Considering he's a dentist who had to take a huge number of advanced science courses, he is or should be rather well educated in science. I think his undergraduate degree is in biology. He also voted for Trump and at least until a couple of weeks ago was still defending Trump's tariffs. Not sure about how he feels now that he's lost over a million bucks in the stock market. Mr. Sohy and I frequently say that he's proof that having an advanced degree doesn't necessarily equate with intelligence. All my bro in law has ever cared about is how much money he can hoard. He's a jerk and I've never seen him act rationally about anything. He lost a lot of my late in laws money by carelessly trading stocks from their account. He's an idiot, which is why we rarely have anything to do with him. I guess your comment made me want to vent about him. Sorry.
 
Not sure about how he feels now that he's lost over a million bucks in the stock market.

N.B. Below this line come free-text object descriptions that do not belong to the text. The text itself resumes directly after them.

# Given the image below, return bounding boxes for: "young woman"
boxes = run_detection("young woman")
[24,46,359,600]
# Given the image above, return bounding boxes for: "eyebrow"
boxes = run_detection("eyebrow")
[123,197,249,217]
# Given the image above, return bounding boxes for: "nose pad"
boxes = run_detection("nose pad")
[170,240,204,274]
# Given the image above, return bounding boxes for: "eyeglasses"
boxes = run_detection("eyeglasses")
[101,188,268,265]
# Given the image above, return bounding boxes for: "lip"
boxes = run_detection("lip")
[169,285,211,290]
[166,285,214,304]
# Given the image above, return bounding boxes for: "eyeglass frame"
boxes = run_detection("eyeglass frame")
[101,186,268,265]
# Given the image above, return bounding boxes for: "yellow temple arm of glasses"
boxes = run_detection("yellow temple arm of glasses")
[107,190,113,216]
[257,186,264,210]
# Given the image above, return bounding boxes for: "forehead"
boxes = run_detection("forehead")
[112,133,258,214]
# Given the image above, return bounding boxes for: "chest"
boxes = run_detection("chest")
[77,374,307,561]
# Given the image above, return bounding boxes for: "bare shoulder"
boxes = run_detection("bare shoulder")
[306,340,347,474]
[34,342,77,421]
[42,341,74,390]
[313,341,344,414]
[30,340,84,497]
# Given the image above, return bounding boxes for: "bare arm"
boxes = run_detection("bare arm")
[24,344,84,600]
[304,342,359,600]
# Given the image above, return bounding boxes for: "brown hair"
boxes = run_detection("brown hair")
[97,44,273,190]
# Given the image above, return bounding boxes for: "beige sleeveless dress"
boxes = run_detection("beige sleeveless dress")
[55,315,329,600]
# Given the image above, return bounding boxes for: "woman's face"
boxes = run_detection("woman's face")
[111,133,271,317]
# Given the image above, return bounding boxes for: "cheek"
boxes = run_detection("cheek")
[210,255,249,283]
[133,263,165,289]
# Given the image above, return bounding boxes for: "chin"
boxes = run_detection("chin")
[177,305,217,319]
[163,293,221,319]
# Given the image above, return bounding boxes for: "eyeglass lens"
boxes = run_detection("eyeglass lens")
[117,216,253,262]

He should have gotten most of it back by now, unless that million was a small fraction of its pre-idiot value, in which case - so what?
 
... Mr. Sohy and I frequently say that he's proof that having an advanced degree doesn't necessarily equate with intelligence. All my bro in law has ever cared about is how much money he can hoard. He's a jerk and I've never seen him act rationally about anything. He lost a lot of my late in laws money by carelessly trading stocks from their account. He's an idiot, which is why we rarely have anything to do with him. I guess your comment made me want to vent about him. Sorry.

My fault. I reacted to (and defended) only a tiny tidbit of information. I should have guessed there was worse by your "idiot" designation! 8-)
 
Earth's climate is variable and chaotic.
You keep repeating this, but we haven't observed "chaotic". We've seen a trend.
No. Earth's climate is very chaotic--when you look at a small enough scale you can't make any lasting predictions (what's the weather going to be on May 1st? Our best predictions are no better than chance.) It's fairly predictable when you look at a big enough scale (is the 10-year rolling average going to be higher 10 years from now than it is today? Virtually certain, and if it isn't we have bigger problems.) As with so many things there's a kernel of truth blown way out of proportion, a blanket denial goes against that kernel and thus will be dismissed as provably false.
Yes, thank you for that worthless pedanticism.
It's not worthless.

The thing is so much right wing deception is based on things like this.